A prospective trial has not been performed to investigate associations between quality of life (QOL), adverse events (AEs), and overall survival (OS) in the first-line treatment with cetuximab plus standard chemotherapy for advanced/metastatic colorectal cancer (mCRC). Associations between patient outcome and health-related QOL (HRQOL) together with skin toxicity-related QOL were prospectively evaluated using EORTC QLQ-C30 and DLQI questionnaires. One hundred and forty mCRC patients were analyzed in this study, and 87.8% received pre-emptive skin treatment. Skin toxicity had no clinical impact on HRQOL or skin-related QOL during the first 8 weeks and throughout the study period.
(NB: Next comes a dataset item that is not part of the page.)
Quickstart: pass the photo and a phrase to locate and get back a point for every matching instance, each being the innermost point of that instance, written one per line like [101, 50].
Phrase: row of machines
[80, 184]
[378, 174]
An early skin reaction with a grade ≥2 at 8 weeks was significantly associated with a favorable OS compared with a grade of ≤1 (HR, 0.50; 95% CI, 0.24-0.95; P = .035) and was confirmed to be an independent predictor of OS (HR, 0.48; 95% CI, 0.21-0.97; P = .040). Patients symptomatic at baseline who responded to treatment had improved HRQOL compared to nonresponding patients. Severe mucositis/stomatitis had a statistically significant and clinically meaningful negative impact on HRQOL (mean changes from baseline throughout the study period in global health status were -12.64 for a grade of ≥2 vs -0.35 for a grade of 0 or 1 (P = .005)). In conclusion, severe early skin reactions predict favorable OS for patients treated with cetuximab plus chemotherapy without impairing QOL. In addition, mucositis/stomatitis was the most substantial AE compromising both QOL and treatment compliance.
Keywords: Cetuximab; Quality of Life; adverse event; chemotherapy; colorectal cancer.
© 2018 The Authors. Cancer Medicine published by John Wiley & Sons Ltd.